Nipissing University
Full-time members of the Nipissing University Faculty Association voted by an overwhelming majority to ratify a new contract with the university, faculty association president Todd Horton announced last month. The tentative deal was brokered just days after a commanding 95 per cent strike vote and just hours before NUFA’s strike deadline Nov. 8.
A highlight of the new agreement is language protecting the percentage of courses delivered by tenure stream faculty.
“This is a huge win for our membership,” Horton said. “The employer has recognized that casualization of academic work is bad for the university.”
The agreement also includes release time for faculty association work, extended group benefits for members aged 65 and over and a health care spending account for retired members aged 65 and over. The union was also able to move tenure and promotion procedures into the collective agreement, and won important intellectual property language protecting members’ ownership rights.
University of Western Ontario
At the University of Western Ontario, librarians and archivists voted by a 9-to-1 margin in favour of a new collective agreement that has enhanced job security and ensured fair job performance reviews.
But more important, says faculty association president Regna Darnell, was the defeat of employer proposals that would have deprofessionalized the work of the bargaining unit.
“The employer proposed measures like involuntary relocation and reassignment, which would have eroded the expertise so crucial to the services provided by librarians and archivists at any world-class research institution,” she said.

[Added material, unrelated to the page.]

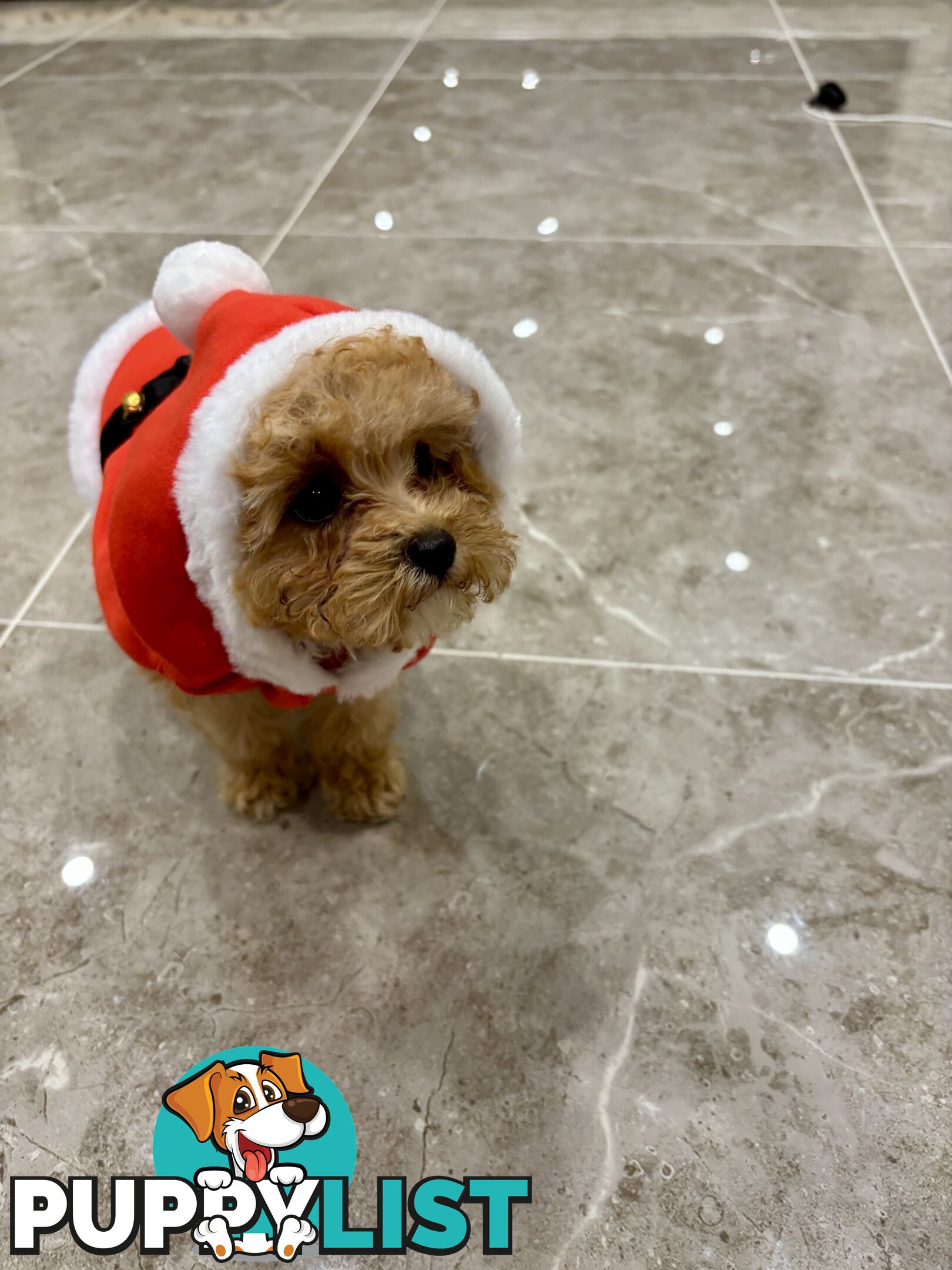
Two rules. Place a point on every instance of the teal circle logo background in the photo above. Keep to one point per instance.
(177, 1152)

“Our members stood firmly in opposition to those proposals, and as a result, we were able to reach an agreement that recognizes and preserves that vital expertise.”
University of Toronto
Contract academic staff represented by CUPE Local 3902 at the University of Toronto have voted to accept a three-year deal that includes a new fund for research and conference travel, new job security provisions through the creation of an additional sessional lecturer category, and a salary gain of 9.3 percent over the life of the contract.